Many of my grandparents’ oddities came from surviving the Great Depression. My grandfather had to quit high school in 11th grade to find work when his family made the trek from Frederika, Iowa to Great Falls, Montana. My grandfather, at age 16, was the only member of his family of five to find work; his job supported his siblings and his parents, and he was grateful for it. My great-grandmother, a young widow, held four jobs during the Depression to feed her three girls: she took in boarders, she was a baker, a seamstress, and a launderer to make ends meet. My grandmother recalled her “Depression meals” as bologna and pancakes shared with the boarders.

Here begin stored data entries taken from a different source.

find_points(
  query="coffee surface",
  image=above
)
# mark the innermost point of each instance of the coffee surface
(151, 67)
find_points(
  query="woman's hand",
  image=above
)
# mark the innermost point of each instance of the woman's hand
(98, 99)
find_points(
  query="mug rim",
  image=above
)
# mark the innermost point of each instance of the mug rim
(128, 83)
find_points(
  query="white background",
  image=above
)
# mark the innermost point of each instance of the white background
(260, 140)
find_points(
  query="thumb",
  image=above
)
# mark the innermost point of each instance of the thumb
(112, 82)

My grandparents had a modest income, yet on “payday,” my grandmother would travel to four different banks depositing a little money in each of them. When I suggested that we probably wasted more gas dollars driving to various banks than the amount of money she deposited, my grandmother, believing no banking system is too big to fail, said, “remember Tam, don’t put all your eggs in one basket.” She did not believe the FDIC would protect their money, and after her death, we discovered she relied more on the linings of suitcases and jackets to hold their precious dollars than the four banks in town. My grandmother’s freezer was chocked full of “reduced for quick sale” meat and other clearance aisle foods. While unabashedly patriotic, my grandparents always waited for the economic shoe to drop, and preparation was the antidote to their fears.

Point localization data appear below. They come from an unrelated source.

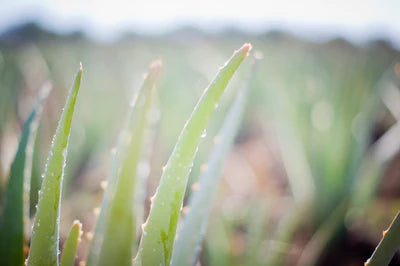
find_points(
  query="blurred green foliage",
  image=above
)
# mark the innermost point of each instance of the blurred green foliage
(314, 107)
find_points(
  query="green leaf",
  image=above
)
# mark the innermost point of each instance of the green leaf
(120, 227)
(71, 244)
(388, 245)
(12, 223)
(188, 243)
(45, 235)
(159, 230)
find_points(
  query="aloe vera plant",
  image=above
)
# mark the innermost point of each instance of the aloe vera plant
(44, 247)
(187, 245)
(71, 244)
(119, 231)
(159, 230)
(388, 245)
(15, 207)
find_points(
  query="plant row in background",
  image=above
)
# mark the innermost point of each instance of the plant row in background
(325, 179)
(115, 235)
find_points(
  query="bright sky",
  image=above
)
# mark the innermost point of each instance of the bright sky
(357, 20)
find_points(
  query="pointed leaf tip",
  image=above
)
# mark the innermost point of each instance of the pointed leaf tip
(246, 48)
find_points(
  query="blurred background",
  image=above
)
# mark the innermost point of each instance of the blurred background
(314, 175)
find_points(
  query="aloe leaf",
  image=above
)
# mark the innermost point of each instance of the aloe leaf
(71, 244)
(45, 235)
(120, 228)
(15, 207)
(159, 230)
(188, 243)
(388, 245)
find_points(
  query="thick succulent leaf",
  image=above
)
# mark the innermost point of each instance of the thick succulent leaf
(45, 236)
(388, 245)
(71, 244)
(189, 239)
(15, 207)
(120, 227)
(159, 230)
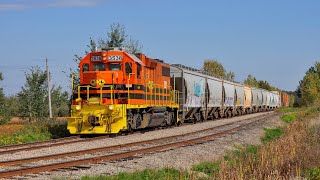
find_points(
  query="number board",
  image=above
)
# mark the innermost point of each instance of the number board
(96, 58)
(115, 58)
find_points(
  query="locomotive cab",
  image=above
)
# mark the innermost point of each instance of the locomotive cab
(120, 91)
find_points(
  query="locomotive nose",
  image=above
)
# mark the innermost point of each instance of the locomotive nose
(92, 119)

My grandparents did not believe the government owed them economic security, mainly because they believed the government was filled with “crooks” (other than their heroes, JFK and FDR). They didn’t look to economic indicators to prepare for the worst because they were always ready for the worst. Many of us have been lulled into believing that the good fortunes of a strong economy will continue in perpetuity, so we aren’t prepared for the coming economic reality. But the signs are here. When stock market analysts can’t explain why the stock market is doing what it is doing, that’s a sign. The increasing gasoline prices, groceries, and lumber are an indicator that cannot be simply explained as COVID-19 supply chain disruption. Once the Biden Bucks are removed from the economy and the foreclosure and eviction moratoriums rescind, the economic reality that few have prepared for will hit. The federal government is broke, operating on deficit spending. Its tools to stave off inflation are limited. Despite these indicators, many believe the pillars of our economy are unwavering. I hope they are right. But I’m stocking up on the bologna and pancake mix just in case.
Tammi Fisher is an attorney and former mayor of Kalispell.